Illustration by evv from Shutterstock
Istio Ambient Mesh was introduced in September 2022, but I didn’t give it sufficient attention at the time. However, for those users who already use or plan to use Istio as a service mesh, this development aims to address some of the shortcomings of the traditional sidecar model, which we will discuss in subsequent sections of this blog.
Note: Istio Ambient Mesh is still in alpha and should not be used in production environments until it is upgraded to General Availability (GA).
Before we delve further into this literature, we must cover some foundational concepts without the knowledge of which, the rest of this article may as well be written in hieroglyphs.
What is a Service Mesh?
Many contemporary applications are built on a framework of distributed microservices, where individual microservices perform a dedicated function and often communicate with each other. For lack of a better analogy, you can think of it as modular Lego bricks that are put together to build a statue as opposed to a monolith statue carved from stone.
A service mesh is a layer added on top of these applications (or microservices) that enables features like traffic management, observability, and security without you having to make any modifications to the applications themselves.
Istio Service Mesh Features
Istio is an open-source service mesh that layers transparently onto existing distributed applications. The default communication mode for services within a cluster is clear text, which isn’t ideal for security. Istio service mesh secures this traffic by encrypting these communications with mTLS (mutual TLS). It also offers additional features including but not limited to:
- HTTP, gRPC, WebSocket, and TCP Load Balancing
- Granular level of traffic control
- Access controls, rate limits and quotas
- Service discovery
- Eagle eye observability (metrics & telemetry data, logs, and traces for all traffic within a cluster)
Now that we have an understanding of what a service mesh is and the benefits that it offers, let’s compare the traditional Istio sidecar model with the new Ambient Mesh model.
Istio Architecture without Ambient Mesh
Istio has 2 fundamental components: a C ontrol Plane, and a Data Plane.
The Data Plane represents the communications within services in the mesh. The service mesh uses an Envoy proxy deployed alongside each service in the mesh (as a sidecar) and all the inbound and outbound traffic within the mesh goes through these Envoy proxies.
The Control Plane gathers data from these proxies and decides and controls the configuration of these proxies by reconciling the current state of the environment with the desired state.

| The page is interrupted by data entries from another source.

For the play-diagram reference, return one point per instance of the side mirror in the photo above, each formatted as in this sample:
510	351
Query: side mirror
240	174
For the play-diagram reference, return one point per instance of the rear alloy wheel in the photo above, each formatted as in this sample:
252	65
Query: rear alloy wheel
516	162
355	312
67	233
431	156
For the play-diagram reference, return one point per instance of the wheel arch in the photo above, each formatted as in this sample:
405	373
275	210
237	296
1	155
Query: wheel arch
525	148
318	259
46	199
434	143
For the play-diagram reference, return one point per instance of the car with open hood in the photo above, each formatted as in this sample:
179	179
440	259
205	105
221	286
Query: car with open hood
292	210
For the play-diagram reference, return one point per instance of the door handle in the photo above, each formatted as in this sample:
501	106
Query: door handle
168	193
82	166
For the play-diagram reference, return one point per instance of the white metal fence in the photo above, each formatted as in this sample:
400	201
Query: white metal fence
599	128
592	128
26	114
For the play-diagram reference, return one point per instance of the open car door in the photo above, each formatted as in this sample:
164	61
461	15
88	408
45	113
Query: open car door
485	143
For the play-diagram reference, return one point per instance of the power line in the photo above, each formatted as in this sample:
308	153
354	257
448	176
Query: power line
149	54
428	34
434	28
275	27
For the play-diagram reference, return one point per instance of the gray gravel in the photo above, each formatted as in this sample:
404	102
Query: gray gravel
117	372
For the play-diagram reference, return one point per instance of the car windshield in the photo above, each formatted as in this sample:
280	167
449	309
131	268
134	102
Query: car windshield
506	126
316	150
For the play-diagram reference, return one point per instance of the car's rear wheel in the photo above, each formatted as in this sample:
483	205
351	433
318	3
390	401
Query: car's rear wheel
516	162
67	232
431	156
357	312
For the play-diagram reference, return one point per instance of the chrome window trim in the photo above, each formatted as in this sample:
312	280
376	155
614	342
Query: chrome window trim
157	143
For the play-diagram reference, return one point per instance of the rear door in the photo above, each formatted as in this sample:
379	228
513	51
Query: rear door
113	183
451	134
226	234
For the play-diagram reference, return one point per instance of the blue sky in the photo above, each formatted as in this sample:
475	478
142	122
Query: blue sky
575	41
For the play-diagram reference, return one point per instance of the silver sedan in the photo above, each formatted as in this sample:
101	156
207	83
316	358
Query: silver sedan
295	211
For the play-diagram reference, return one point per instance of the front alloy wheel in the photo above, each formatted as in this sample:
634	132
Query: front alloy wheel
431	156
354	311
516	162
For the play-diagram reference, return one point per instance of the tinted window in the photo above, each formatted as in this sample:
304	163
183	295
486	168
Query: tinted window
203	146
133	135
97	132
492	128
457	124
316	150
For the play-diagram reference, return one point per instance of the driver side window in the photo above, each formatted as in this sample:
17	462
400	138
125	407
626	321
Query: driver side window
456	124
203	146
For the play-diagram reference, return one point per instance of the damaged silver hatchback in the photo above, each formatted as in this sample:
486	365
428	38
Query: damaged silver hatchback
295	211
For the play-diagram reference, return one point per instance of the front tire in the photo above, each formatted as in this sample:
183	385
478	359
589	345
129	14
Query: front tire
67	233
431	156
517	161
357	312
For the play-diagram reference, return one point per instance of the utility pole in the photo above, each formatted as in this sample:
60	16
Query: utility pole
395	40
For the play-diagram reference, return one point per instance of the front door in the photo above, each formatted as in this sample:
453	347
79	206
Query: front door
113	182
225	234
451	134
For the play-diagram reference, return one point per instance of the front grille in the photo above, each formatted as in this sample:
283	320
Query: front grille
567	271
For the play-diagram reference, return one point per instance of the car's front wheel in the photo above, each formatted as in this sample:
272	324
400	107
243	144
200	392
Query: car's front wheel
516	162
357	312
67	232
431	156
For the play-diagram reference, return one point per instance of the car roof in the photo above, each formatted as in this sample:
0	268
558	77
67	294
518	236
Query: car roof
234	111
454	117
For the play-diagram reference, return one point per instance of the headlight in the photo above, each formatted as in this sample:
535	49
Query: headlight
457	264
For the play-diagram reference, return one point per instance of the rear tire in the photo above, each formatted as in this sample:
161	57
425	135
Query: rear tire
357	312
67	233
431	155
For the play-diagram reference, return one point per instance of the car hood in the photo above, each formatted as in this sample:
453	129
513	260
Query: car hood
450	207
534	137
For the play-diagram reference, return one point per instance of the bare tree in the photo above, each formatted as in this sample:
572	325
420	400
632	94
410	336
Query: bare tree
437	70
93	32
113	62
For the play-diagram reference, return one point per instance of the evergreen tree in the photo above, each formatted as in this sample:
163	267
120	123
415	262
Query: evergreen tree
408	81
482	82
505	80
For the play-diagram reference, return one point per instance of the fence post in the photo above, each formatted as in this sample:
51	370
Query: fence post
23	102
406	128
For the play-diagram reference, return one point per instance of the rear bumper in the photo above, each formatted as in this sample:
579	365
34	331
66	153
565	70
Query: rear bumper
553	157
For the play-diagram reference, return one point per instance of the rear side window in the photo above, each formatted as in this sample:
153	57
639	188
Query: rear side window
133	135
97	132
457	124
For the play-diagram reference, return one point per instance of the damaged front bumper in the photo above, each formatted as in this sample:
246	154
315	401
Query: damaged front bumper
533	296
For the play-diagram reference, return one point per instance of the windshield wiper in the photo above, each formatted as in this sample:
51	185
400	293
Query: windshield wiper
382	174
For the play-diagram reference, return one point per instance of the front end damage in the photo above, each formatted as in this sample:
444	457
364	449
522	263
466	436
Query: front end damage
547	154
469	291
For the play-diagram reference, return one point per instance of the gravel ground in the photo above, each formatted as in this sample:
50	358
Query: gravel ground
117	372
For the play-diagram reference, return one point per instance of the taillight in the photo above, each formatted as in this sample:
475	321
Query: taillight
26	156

src: https://istio.io/latest/docs/ops/deployment/architecture/
Drawbacks of this model:
- Resilience: Making changes such as upgrading the proxies via the control plane requires restarting each sidecar container which can be disruptive.
- Resource Hungry: Resources for the sidecars need to be reserved for worst-case usage which is inefficient and tends to make the billing admin squirm.
- Traffic breaking: Particularly when dealing with applications that have non-conformant HTTP implementations.
The sidecar performs both Layer 4 and Layer 7 traffic processing. One prominent issue here is that L7 processing is very compute intensive and this feature is essentially being forced upon the services even when they only require simple transport security. Additionally, most of the critical Common Vulnerabilities and Exposures (CVEs) with the Envoy proxy happen at the L7 layer so there is essentially a larger surface area of attack when the baggage of L7 filtering is added to services that don’t need it.
Istio Architecture with Ambient Mesh
Istio Ambient Mesh introduces some radical changes to the Data Plane architecture. This model splits the L4 and L7 functionalities that used to be an all-or-nothing proposition with sidecars.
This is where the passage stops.